Wallace recognizes that political drama is no longer in vogue; “It’s unusual now to see the lives and struggles of working people on the stage – we don’t really come across plays like that any more,” she says. “The lives and loves of these people are deeply connected. We can’t separate the-\ way they live their lives from the circumstances of where they work. That’s what interested me–portraying the lives of these people.”

Like Wallace’s other plays, In the Heart of America and One Flea SpareSlaughter City tests the limits of dramatic structure and form. It was only when he reached the rehearsal room that Daniels realized quite how stylistically innovative the work really is. “The play very much begins in a kind of Brechtian, epic mould,” he says, “and then suddenly skids in different directions. It actually seems to veer away from itself. It’s not written by someone who is interested in structures and linear development, but by a poet.

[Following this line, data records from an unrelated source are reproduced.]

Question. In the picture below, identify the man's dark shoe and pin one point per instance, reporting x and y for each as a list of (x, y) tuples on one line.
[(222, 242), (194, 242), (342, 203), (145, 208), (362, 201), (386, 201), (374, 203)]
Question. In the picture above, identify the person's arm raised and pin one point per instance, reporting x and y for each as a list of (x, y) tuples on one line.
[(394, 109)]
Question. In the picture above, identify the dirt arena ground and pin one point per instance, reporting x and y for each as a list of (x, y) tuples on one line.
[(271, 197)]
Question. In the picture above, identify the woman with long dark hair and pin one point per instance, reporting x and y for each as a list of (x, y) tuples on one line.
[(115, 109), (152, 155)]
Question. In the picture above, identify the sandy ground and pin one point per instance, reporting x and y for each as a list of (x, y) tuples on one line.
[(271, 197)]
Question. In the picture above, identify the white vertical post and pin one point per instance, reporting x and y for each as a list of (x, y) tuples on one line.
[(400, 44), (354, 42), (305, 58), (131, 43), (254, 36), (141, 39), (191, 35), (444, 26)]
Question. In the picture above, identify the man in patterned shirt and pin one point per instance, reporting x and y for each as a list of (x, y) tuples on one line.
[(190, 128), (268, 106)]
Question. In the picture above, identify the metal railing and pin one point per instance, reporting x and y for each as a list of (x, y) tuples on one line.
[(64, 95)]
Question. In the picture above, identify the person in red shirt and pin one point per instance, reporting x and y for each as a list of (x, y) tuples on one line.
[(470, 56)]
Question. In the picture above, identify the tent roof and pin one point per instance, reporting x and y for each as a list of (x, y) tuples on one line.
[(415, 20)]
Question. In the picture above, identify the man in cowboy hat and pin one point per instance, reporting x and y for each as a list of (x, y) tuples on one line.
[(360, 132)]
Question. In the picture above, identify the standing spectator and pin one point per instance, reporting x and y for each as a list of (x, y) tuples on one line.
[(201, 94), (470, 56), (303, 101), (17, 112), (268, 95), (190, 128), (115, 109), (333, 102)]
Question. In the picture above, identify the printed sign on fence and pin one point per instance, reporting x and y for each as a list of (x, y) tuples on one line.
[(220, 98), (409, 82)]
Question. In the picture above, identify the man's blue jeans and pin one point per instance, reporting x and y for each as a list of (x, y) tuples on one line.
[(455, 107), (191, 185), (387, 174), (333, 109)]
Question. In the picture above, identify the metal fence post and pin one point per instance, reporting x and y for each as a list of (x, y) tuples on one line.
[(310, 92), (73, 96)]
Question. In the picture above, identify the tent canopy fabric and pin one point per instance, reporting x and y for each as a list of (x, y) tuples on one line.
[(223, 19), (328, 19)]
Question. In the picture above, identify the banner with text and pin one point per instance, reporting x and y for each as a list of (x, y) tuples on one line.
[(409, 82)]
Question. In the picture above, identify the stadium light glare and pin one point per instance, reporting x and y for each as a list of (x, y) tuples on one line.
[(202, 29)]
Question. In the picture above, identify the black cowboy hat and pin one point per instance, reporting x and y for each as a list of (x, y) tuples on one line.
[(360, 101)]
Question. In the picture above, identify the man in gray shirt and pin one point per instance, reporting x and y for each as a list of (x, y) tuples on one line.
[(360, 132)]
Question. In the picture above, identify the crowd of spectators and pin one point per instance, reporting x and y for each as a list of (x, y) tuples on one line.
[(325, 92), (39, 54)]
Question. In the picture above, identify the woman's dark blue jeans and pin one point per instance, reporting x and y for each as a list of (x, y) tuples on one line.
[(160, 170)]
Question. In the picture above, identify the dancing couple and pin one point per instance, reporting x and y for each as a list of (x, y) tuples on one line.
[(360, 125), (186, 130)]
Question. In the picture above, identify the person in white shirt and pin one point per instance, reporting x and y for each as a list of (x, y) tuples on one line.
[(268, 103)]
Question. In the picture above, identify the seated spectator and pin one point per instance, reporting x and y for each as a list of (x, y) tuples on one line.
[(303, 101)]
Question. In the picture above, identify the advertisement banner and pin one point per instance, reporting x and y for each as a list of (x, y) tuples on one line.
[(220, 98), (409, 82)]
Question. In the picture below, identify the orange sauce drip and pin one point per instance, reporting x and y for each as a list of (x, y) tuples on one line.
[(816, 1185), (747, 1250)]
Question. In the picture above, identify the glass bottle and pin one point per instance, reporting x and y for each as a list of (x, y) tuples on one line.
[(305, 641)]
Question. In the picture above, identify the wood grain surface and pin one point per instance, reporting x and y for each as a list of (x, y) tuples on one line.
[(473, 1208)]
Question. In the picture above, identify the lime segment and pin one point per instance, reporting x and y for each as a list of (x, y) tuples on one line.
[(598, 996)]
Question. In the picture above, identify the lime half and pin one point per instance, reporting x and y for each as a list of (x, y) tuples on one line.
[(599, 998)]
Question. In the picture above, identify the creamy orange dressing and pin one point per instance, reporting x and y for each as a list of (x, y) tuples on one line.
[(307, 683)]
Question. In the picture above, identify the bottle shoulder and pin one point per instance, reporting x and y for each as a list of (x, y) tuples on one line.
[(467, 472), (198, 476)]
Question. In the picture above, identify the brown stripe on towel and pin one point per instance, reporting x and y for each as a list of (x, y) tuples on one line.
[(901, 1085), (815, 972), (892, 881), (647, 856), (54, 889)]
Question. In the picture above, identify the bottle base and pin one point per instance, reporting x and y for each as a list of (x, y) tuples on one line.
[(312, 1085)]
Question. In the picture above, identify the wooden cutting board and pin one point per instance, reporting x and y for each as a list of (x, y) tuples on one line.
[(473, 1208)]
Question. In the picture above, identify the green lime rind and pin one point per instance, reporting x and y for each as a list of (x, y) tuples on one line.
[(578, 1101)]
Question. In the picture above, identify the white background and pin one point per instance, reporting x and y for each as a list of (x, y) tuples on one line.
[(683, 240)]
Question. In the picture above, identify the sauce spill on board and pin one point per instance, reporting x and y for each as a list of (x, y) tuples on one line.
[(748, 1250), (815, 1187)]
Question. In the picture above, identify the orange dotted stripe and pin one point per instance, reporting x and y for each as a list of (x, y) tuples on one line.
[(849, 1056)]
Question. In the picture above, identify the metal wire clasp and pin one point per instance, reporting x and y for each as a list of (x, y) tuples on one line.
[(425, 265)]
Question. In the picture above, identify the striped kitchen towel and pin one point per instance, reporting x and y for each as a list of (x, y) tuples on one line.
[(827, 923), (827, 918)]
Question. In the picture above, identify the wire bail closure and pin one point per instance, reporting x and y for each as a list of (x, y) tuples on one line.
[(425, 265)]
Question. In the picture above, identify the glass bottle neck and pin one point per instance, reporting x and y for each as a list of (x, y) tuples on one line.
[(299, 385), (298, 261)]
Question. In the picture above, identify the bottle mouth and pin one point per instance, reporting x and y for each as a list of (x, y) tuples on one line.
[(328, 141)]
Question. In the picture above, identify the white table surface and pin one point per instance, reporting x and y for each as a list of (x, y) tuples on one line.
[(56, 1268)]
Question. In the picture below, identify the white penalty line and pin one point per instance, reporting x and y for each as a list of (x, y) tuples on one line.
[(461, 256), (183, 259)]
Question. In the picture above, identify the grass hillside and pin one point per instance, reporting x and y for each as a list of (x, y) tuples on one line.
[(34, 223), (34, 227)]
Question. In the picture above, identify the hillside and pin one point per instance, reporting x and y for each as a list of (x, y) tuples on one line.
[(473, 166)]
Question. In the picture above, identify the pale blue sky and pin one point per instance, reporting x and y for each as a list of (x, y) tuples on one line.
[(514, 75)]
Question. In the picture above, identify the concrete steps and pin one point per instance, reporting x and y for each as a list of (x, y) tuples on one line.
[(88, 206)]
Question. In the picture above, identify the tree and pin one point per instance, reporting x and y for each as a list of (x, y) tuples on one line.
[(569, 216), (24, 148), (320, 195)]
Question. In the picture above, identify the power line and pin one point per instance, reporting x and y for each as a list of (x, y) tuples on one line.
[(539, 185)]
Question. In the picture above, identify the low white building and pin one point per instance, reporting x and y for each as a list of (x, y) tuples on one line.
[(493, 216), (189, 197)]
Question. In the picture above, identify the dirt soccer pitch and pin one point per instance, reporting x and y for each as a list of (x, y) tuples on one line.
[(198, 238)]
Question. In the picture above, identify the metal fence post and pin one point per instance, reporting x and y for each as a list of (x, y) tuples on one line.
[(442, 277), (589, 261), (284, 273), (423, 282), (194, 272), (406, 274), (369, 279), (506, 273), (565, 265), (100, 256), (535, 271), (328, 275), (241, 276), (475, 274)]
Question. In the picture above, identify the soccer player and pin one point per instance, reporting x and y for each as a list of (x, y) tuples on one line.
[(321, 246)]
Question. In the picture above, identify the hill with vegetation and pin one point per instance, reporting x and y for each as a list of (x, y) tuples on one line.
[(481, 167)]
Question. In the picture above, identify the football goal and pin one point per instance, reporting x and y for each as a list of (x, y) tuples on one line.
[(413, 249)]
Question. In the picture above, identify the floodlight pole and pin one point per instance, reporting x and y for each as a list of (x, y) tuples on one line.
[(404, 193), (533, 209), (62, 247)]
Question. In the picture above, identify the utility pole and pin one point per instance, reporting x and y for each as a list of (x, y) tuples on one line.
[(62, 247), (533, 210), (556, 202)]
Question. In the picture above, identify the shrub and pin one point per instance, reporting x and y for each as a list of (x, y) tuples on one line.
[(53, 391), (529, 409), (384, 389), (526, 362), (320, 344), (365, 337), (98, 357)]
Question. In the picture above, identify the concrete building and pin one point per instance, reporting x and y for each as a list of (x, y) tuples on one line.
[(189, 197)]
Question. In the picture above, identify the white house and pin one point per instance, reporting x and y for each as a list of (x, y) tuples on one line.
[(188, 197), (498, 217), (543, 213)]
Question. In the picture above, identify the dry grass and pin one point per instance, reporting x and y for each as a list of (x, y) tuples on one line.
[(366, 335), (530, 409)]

Naomi is interested in textures, in the fabric of human life, with all its contradictions, surprises and obstacles. All of this allows the play to have a peculiar life of its own.”

Daniels has always believed that his role as director is one of absolute service to the intention of the playwright. “There are two sorts of directors of new plays. The first kind will say, ‘My production, my concept, is what is important. The play is merely a pretext for my production. I know better. I have a vision.’ And then there are directors like me. I am a service. All I am trying to do is realize the author’s vision. My production, my concept, may be very strong and very bold, but it is merely at the service of clarifying and giving life to the vision that belongs to the poet. I believe that I have certain skills, of dramaturgy, staging, casting and so on, but ultimately we have to remember that this is a new play, and it is the author’s voice which is most important.”